Definition: The spending multiplier refers to the effect that increased government spending will have on a country’s economy. The term is used to indicate the fact that a small increase in government spending can result in a relatively large rise in a country’s gross domestic product (GDP).
What does Spending Multiplier mean?
When the government incurs any expenditure, it puts money into the hands of the country’s citizens. Consider a situation where the government decides to spend $100 million on building a new road.
This money will be used for:
- Buying road construction equipment, engineering equipment, and heavy vehicles.
- Paying wages to workers.
- Incurring other expenditure associated with the project.

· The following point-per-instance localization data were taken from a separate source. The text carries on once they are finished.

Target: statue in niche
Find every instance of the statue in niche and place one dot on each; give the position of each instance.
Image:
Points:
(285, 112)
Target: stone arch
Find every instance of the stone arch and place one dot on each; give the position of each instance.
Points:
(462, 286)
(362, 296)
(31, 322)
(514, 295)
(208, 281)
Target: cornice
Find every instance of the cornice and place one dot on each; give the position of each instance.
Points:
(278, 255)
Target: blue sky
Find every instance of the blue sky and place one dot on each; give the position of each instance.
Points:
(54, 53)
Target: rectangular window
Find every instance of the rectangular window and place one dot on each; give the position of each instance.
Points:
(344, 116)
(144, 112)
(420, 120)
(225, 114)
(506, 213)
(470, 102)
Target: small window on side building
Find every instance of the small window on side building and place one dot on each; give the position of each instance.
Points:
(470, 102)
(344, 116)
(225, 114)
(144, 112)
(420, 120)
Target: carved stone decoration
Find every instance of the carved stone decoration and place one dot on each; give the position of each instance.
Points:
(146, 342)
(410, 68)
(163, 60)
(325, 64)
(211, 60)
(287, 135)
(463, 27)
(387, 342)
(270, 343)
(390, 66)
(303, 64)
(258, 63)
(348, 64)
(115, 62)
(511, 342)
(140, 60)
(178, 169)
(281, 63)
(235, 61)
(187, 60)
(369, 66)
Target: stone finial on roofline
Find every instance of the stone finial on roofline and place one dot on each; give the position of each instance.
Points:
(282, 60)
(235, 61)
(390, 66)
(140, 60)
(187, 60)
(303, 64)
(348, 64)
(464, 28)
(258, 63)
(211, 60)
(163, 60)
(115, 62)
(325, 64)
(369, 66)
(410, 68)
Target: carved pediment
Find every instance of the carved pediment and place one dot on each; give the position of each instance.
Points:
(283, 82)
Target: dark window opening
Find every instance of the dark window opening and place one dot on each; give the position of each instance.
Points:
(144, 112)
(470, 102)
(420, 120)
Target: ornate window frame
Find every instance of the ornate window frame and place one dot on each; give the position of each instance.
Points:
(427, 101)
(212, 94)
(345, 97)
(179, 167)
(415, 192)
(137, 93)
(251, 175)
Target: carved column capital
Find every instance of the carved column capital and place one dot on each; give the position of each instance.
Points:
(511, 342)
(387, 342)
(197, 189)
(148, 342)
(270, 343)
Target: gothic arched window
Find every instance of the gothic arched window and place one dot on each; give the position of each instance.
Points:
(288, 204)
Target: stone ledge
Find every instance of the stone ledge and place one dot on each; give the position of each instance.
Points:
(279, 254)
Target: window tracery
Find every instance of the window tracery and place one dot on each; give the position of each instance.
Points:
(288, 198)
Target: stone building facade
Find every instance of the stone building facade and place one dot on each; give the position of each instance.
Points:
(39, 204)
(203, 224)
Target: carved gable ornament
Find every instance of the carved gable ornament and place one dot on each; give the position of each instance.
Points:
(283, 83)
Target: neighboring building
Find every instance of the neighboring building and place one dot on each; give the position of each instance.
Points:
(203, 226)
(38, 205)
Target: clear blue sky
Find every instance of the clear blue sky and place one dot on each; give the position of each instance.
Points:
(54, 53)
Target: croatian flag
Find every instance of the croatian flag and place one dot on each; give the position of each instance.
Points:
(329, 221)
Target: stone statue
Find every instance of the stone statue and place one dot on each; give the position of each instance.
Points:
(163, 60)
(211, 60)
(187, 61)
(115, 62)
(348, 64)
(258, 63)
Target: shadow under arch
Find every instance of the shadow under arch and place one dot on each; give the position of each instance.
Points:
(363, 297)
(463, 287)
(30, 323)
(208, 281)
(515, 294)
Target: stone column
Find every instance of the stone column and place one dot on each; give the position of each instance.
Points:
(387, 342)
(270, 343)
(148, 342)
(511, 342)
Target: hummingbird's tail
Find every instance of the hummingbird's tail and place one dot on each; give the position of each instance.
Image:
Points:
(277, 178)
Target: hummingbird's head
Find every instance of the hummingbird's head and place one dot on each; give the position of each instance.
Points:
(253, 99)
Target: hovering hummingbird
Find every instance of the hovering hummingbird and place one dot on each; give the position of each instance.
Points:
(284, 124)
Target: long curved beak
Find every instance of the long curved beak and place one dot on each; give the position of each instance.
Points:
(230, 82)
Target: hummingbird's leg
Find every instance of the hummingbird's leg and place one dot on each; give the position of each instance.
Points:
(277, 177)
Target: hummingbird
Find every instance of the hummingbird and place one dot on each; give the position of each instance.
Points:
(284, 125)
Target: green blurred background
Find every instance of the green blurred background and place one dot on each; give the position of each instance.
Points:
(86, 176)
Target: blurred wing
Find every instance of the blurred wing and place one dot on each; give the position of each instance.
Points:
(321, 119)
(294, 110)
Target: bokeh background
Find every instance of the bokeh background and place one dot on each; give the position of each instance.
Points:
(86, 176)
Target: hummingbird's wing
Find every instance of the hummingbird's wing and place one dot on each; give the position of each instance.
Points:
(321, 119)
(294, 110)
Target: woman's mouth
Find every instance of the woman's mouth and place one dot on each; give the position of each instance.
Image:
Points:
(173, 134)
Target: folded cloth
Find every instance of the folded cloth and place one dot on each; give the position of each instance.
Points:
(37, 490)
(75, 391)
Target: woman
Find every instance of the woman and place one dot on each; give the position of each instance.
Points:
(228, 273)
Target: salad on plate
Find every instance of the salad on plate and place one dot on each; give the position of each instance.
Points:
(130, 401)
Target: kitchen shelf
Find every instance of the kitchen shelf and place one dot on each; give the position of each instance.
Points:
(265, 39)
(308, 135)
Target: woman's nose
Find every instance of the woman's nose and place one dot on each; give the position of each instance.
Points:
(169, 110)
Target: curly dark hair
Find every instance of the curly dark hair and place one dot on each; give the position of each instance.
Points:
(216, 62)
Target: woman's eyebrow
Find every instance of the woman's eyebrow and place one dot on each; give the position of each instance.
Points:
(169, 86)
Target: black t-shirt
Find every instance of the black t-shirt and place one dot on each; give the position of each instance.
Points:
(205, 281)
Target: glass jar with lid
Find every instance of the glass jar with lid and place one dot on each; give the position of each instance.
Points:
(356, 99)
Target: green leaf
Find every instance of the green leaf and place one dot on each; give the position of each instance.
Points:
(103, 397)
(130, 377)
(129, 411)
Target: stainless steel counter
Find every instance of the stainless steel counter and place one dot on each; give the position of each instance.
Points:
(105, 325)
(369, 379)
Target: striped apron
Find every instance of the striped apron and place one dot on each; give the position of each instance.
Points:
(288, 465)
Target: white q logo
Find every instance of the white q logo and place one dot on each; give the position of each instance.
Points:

The money that the government spends will be used by the people who receive it, to buy various goods and services. The people who supply these goods and services will, in turn, spend the amounts that they receive.
In this manner, the total expenditure in the country’s economy will be much greater than the government expenditure of $100 million on building a road. That’s because each person who receives money will spend a part of it.
How much greater will the expenditure be? That’s exactly what the spending multiplier tells you.
When a person receives money, a part of it is spent and the remaining is saved. Say, a person spends 75% of every dollar that is received. In this situation:
- The marginal propensity to consume (MPC) is 0.75 and
- The marginal propensity to save (MPS) is 0.25.
Using this information, we can calculate the spending multiplier:
Spending multiplier = 1 / (1 – MPC)
Spending multiplier = 1 / (1 – 0.75)
Spending multiplier = 1 / 0.25
Spending multiplier = 4
So, if people spend 75% of every dollar that they earn, the spending multiplier is 4. The government’s road project, which involves an expenditure of $100 million will result in an increase in GDP of $400 million ($100 million X 4.)
Example of the Spending Multiplier
The year 1929 saw the US economy entering into a recession. Unemployment soared, the economy contracted, and 10,000 of the country’s banks failed.
What did the government do to overcome this situation? It introduced the “New Deal,” a program launched by the Roosevelt administration. The New Deal was a series of government initiatives that attempted to boost demand and get the country’s economy back on track.
Some of the measures that were introduced were:
- Building a series of dams along the Tennessee River. This created employment and helped to generate power for the people in the region.
- Commodity farmers were paid to leave their fields fallow, resulting in an end to agricultural surpluses and low prices.
- A number of new construction projects were launched. The government paid for building new post offices, bridges, schools, highways, and parks.
When the US entered World War II in 1941, there was a sharp rise in industrial production. The New Deal and the increased economic activity due to WW II finally ended the American recession.
In 1933, US GDP stood at $778 billion in real terms. By 1944, it had almost trebled to $2.2 trillion. A large part of this increase was because of government spending and the multiplier effect.
When the government makes an expenditure, the increase in a country’s GDP is much larger than the amount spent because of the effect of the spending multiplier.